Is there a simple proof of the following statement?

For any $a \in N$ exists such $b \in N$ that $a \perp b$ and $a + b^2$ is a composite number.

Answer 1

Pick $b=2a+1$: $$ a+(2a+1)^2 = (a+1)(4a+1). $$

Answer 2

For $a>1$ odd we can take $b=1$. Then $a+b^2=a+1>2$ is even, hence not prime. In general, following Jack, one could also take $b=6a+1$. Then $$ a+b^2=(9a+1)(4a+1). $$

Answer 3

Any $b$ congruent to $1$ modulo $a+1$ will do the job.
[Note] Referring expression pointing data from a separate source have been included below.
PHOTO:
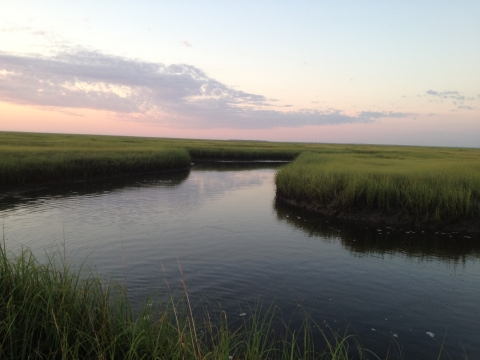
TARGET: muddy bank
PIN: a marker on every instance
(394, 217)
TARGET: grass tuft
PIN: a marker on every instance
(49, 311)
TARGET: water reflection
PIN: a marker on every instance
(361, 239)
(35, 196)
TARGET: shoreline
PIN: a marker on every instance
(396, 217)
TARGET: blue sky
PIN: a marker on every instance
(398, 72)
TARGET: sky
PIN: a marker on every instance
(368, 72)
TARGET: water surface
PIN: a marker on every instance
(237, 245)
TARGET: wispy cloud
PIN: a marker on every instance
(454, 96)
(176, 95)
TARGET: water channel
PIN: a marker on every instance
(397, 288)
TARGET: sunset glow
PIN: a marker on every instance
(348, 72)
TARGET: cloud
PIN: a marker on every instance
(377, 115)
(464, 107)
(447, 95)
(177, 95)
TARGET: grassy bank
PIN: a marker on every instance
(420, 183)
(48, 311)
(427, 185)
(38, 158)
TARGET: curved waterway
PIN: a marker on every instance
(404, 292)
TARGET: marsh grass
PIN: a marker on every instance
(426, 185)
(49, 311)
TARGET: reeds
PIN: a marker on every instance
(425, 185)
(49, 311)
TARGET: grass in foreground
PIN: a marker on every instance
(427, 185)
(48, 311)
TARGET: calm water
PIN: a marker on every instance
(237, 245)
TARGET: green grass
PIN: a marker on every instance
(424, 183)
(49, 311)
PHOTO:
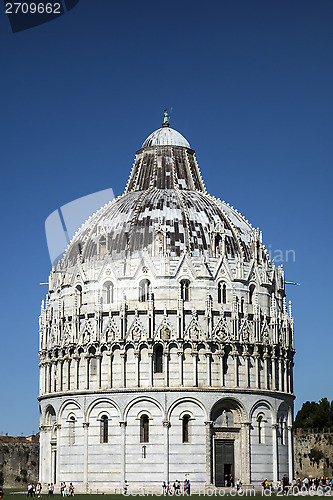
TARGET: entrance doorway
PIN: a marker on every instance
(224, 461)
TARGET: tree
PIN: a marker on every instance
(314, 415)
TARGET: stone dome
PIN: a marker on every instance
(165, 193)
(165, 335)
(165, 136)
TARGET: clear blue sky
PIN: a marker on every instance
(250, 83)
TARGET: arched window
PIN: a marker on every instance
(108, 292)
(185, 290)
(144, 290)
(102, 247)
(104, 429)
(229, 418)
(261, 435)
(251, 292)
(159, 244)
(186, 431)
(79, 292)
(158, 359)
(282, 430)
(71, 429)
(222, 293)
(144, 429)
(218, 245)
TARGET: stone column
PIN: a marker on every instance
(220, 355)
(41, 378)
(166, 426)
(290, 452)
(137, 368)
(285, 369)
(256, 356)
(67, 381)
(194, 355)
(209, 445)
(246, 357)
(53, 463)
(235, 357)
(110, 355)
(123, 451)
(123, 368)
(85, 455)
(246, 472)
(151, 368)
(180, 358)
(76, 372)
(58, 448)
(87, 358)
(266, 384)
(166, 368)
(288, 375)
(208, 368)
(291, 377)
(275, 452)
(60, 367)
(98, 361)
(280, 374)
(273, 372)
(49, 376)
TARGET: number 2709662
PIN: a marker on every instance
(32, 8)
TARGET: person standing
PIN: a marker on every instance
(29, 493)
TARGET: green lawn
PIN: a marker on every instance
(17, 493)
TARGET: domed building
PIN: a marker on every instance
(166, 346)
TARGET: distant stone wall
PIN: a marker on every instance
(19, 458)
(313, 454)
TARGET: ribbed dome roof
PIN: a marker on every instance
(166, 191)
(166, 136)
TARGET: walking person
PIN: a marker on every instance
(29, 493)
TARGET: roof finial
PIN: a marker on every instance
(166, 118)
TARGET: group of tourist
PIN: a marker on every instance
(229, 481)
(299, 484)
(37, 490)
(34, 490)
(314, 483)
(175, 489)
(63, 490)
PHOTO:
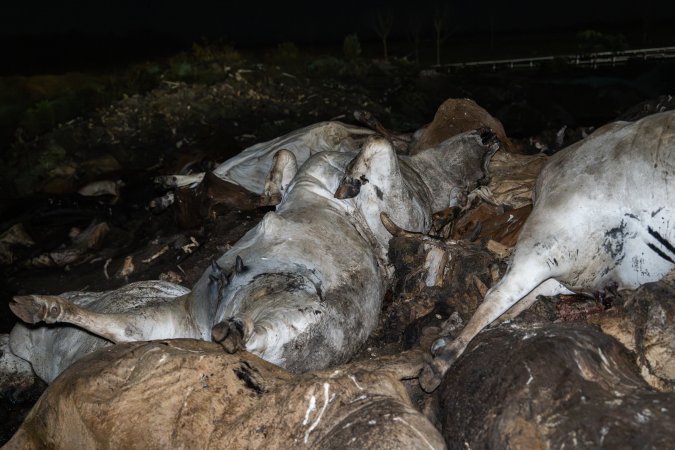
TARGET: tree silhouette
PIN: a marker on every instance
(441, 29)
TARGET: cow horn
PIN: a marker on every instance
(239, 265)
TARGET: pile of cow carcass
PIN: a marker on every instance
(293, 301)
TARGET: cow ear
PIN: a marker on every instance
(284, 168)
(376, 164)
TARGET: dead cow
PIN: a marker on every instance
(190, 394)
(603, 217)
(302, 289)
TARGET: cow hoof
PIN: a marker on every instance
(229, 334)
(37, 308)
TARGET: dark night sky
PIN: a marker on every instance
(250, 21)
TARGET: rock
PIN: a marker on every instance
(648, 107)
(453, 117)
(469, 270)
(184, 393)
(556, 386)
(512, 179)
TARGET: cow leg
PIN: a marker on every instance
(284, 168)
(516, 284)
(145, 325)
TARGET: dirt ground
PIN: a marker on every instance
(180, 127)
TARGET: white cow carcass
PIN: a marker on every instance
(302, 289)
(604, 216)
(250, 167)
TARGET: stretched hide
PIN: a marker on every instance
(603, 217)
(557, 386)
(190, 394)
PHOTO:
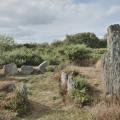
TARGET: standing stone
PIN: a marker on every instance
(111, 61)
(27, 70)
(10, 69)
(70, 83)
(42, 67)
(64, 78)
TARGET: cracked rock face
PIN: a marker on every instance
(111, 61)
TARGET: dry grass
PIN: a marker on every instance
(45, 99)
(109, 109)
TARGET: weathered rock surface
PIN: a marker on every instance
(43, 66)
(66, 82)
(7, 85)
(111, 61)
(10, 69)
(26, 70)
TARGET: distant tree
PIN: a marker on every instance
(6, 42)
(57, 43)
(87, 38)
(103, 43)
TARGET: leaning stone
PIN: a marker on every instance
(27, 70)
(43, 66)
(111, 61)
(10, 69)
(64, 79)
(70, 84)
(8, 86)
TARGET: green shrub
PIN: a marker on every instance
(19, 101)
(98, 53)
(21, 57)
(87, 38)
(77, 53)
(80, 93)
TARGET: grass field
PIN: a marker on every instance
(46, 101)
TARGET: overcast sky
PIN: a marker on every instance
(49, 20)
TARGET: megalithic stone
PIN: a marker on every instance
(111, 61)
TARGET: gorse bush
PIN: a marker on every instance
(88, 39)
(21, 56)
(80, 93)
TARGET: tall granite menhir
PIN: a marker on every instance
(111, 61)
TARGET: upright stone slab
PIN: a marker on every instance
(26, 70)
(10, 69)
(42, 67)
(64, 79)
(70, 83)
(111, 61)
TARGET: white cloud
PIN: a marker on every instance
(43, 20)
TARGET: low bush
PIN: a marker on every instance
(18, 101)
(21, 57)
(80, 94)
(78, 53)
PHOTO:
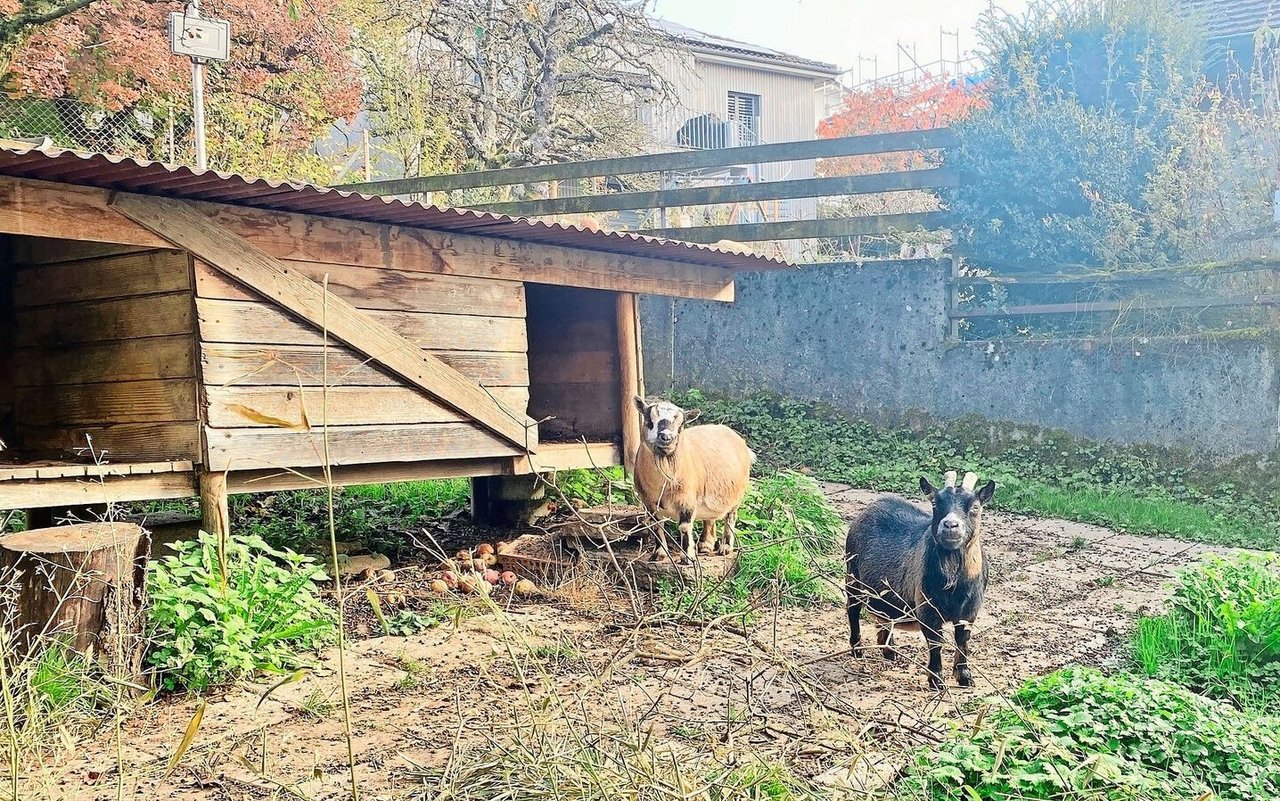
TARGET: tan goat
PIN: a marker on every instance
(696, 474)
Such a $b$ will be of the form $k(a+1)+1=ka+(k+1)$, so any $k$ such that $k+1$ is coprime to $a$ will work, for example $k=a$.

In fact, for $k=a$ we get $b=a(a+1)+1$ and $$a+b^2=a+a^2(a+1)^2+2(a+1)+1=(a+1)+a^2(a+1)^2+2(a+1)=(a+1)(a^3+a^2+2a+1)$$

which is obviously divisible by $(a+1)$.